The district has received out-of-state students and students from across the state visiting to tour. “They’re looking because we’re doing phenomenal things,” Mosley said.

• Contracts and Personnel

During Mosley’s administration, officials have been able to get four-year contracts for teachers.

“That was a big contention,” Mosley said. He said some teachers had been stagnant in pay for years, and when they did get increments in terms of pay, it was insufficient.

“The four-year contract really was what I call a start to a good direction as to where our teachers should be,” Mosley said.

They also were able to settle four-year contracts with principals within the new association formed, and with secretaries.

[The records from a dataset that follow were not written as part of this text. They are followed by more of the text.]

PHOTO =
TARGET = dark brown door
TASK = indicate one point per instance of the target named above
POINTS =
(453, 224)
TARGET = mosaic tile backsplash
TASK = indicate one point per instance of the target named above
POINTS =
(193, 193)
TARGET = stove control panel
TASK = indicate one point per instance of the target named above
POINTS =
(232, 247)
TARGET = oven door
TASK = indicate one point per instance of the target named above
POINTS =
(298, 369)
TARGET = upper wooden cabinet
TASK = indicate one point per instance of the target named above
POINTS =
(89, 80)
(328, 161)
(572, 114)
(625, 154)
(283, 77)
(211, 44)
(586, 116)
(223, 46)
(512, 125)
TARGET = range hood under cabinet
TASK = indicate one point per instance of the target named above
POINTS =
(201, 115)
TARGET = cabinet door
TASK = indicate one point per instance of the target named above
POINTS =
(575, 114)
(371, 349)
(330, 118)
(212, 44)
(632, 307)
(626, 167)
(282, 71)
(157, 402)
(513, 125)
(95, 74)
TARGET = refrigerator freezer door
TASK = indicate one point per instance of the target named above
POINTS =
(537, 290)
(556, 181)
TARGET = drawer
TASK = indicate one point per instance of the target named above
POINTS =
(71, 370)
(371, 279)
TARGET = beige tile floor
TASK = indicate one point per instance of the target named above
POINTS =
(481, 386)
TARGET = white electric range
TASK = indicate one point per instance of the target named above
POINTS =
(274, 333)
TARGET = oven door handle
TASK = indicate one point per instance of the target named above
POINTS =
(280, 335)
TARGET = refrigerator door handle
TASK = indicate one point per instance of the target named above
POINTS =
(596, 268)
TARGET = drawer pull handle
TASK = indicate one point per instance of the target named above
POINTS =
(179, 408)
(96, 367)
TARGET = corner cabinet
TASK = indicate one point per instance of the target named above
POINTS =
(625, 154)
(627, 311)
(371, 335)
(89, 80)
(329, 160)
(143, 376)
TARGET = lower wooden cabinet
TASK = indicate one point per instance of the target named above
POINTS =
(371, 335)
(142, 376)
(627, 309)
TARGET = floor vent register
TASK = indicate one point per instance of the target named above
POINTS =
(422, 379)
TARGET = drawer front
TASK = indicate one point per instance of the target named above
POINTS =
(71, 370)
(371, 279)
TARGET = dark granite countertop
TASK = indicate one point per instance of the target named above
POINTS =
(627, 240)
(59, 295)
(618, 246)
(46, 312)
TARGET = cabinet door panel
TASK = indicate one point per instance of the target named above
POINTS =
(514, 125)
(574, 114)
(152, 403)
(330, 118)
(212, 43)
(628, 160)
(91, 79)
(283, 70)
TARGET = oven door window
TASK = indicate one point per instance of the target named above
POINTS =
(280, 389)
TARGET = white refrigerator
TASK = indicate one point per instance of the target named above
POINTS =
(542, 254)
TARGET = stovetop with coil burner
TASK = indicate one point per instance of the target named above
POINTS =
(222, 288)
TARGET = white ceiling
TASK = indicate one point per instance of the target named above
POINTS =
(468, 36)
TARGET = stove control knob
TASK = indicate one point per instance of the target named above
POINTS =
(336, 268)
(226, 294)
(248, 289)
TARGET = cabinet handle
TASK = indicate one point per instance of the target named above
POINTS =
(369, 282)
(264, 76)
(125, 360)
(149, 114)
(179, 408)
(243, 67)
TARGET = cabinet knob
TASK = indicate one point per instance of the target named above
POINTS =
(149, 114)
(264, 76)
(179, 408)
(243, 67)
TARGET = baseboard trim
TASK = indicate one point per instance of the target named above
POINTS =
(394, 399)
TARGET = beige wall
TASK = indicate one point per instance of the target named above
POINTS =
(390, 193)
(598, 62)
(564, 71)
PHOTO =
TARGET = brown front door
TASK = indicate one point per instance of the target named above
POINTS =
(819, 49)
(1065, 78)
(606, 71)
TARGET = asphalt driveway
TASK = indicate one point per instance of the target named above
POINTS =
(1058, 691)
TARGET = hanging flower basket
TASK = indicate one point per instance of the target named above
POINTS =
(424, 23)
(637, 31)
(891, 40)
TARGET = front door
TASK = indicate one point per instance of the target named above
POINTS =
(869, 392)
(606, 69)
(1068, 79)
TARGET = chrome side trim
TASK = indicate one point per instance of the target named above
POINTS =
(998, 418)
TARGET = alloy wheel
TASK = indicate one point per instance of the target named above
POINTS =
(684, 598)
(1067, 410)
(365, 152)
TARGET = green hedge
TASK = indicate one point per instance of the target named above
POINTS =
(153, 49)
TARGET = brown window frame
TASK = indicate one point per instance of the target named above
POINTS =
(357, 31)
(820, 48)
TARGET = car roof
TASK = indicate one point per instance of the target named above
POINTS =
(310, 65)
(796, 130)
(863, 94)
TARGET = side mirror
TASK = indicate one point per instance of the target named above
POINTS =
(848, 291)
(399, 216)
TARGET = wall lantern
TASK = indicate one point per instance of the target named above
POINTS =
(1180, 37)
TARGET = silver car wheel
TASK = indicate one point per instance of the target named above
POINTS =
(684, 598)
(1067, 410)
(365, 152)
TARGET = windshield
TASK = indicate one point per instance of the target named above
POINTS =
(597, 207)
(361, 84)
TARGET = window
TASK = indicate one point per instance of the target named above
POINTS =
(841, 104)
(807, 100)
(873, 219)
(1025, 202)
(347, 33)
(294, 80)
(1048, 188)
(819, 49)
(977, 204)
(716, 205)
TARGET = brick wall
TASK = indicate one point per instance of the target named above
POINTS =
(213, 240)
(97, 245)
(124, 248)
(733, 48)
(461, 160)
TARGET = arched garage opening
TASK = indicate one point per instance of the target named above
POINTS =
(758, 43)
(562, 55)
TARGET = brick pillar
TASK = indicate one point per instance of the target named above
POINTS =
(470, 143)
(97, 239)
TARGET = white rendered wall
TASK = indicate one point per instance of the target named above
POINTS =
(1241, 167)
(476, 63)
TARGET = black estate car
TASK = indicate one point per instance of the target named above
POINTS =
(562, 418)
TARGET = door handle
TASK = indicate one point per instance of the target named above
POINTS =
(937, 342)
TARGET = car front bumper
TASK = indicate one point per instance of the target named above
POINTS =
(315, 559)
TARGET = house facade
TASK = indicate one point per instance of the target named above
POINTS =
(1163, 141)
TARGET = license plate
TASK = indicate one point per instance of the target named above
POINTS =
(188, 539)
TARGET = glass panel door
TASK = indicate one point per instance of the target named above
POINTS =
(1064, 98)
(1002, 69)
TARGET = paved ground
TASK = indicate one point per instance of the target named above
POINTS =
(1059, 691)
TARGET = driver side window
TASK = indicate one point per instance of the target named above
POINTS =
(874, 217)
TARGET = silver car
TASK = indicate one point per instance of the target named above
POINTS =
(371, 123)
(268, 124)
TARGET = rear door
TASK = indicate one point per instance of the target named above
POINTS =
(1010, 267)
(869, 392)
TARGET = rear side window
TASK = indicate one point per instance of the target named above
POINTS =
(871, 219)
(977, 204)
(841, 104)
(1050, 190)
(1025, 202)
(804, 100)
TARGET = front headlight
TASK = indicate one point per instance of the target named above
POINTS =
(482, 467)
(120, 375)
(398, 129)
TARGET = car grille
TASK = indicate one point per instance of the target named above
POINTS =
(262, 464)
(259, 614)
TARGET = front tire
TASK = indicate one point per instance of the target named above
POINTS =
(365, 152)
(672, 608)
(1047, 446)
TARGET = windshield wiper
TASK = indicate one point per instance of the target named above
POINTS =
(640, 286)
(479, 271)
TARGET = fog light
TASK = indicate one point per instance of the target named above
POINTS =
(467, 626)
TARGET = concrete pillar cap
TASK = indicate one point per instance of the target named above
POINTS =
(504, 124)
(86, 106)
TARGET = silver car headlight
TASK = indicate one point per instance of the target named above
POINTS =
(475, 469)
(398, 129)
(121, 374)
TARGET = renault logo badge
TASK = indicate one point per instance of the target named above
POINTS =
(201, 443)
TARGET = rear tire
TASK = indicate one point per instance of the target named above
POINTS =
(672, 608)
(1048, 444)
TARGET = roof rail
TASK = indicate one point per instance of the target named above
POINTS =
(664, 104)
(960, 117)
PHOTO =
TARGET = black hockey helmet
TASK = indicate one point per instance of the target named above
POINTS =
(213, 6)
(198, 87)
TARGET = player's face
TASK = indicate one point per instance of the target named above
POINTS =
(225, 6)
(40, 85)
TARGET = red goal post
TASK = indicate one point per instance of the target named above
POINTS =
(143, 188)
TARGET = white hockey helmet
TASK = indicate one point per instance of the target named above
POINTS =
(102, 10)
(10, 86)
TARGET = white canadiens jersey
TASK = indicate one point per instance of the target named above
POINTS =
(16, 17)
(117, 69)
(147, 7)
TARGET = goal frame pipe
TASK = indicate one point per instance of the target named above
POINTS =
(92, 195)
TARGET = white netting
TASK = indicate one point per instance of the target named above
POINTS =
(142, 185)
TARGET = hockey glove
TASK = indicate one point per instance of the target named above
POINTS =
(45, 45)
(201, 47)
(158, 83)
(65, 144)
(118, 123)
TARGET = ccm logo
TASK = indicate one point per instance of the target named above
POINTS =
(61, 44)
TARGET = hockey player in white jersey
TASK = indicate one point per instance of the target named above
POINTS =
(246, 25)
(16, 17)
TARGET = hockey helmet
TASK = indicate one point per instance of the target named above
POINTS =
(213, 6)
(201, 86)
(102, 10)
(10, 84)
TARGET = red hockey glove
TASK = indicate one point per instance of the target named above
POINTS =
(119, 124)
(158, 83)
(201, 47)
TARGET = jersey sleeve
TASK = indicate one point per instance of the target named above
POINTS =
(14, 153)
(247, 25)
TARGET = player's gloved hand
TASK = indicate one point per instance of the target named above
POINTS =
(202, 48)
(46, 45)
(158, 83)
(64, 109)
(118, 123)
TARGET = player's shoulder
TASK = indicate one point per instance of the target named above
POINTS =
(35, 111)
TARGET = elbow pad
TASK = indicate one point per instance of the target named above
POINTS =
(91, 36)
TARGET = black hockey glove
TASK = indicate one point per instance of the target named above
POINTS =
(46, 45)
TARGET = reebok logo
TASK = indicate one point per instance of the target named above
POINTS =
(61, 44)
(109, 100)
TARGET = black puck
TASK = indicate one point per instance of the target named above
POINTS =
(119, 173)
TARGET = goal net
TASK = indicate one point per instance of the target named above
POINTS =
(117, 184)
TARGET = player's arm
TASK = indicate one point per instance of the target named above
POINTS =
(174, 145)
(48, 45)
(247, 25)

He gives credit to school Chief Operating Officer Dan Donovan and Director of Human Resources Dana O’Gara for making sure the contracts were aligned.

“They go above and beyond and you don’t even know it,” Mosley said. “I can’t tell you how much time they put in, how much hard work, how much time away from their families.”

Mosley said Assistant Superintendents Garth McKinney and Donna Fitzpatrick also have spent time away from their families during Board of Education meetings, making sure everything is in order.

“Under my leadership, we’ve hired qualified people to come in and really move this district forward and provide stability,” Mosley said.

Future Goals

One of Mosley’s goals is to restore some of the positions that were cut or reduced in years prior to his arrival. He also wants to improve the full-day kindergarten program.

“We still need four more paraprofessionals to level that out,” Mosley said.

As a middle school renovation project is in the works, there is the challenge of having elementary schools that also need attention.

“There’s still a lot of work to do in the district for our kids and for our faculty,” Mosley said.

Prior to arriving in Nashua, Mosley served as an assistant superintendent in Sharon, Massachusetts.

He saw a passion for teaching when he was a 19-year-old summer camp counselor teaching kids how to ride bikes.

“I got into teaching because that was what I liked to do,” Mosley said. “Being a teacher is who I am.”

Even now, he defines himself as a teacher, just at a different level.

He added, “This district is on the precipice of not only doing great things, but becoming the model for the nation.”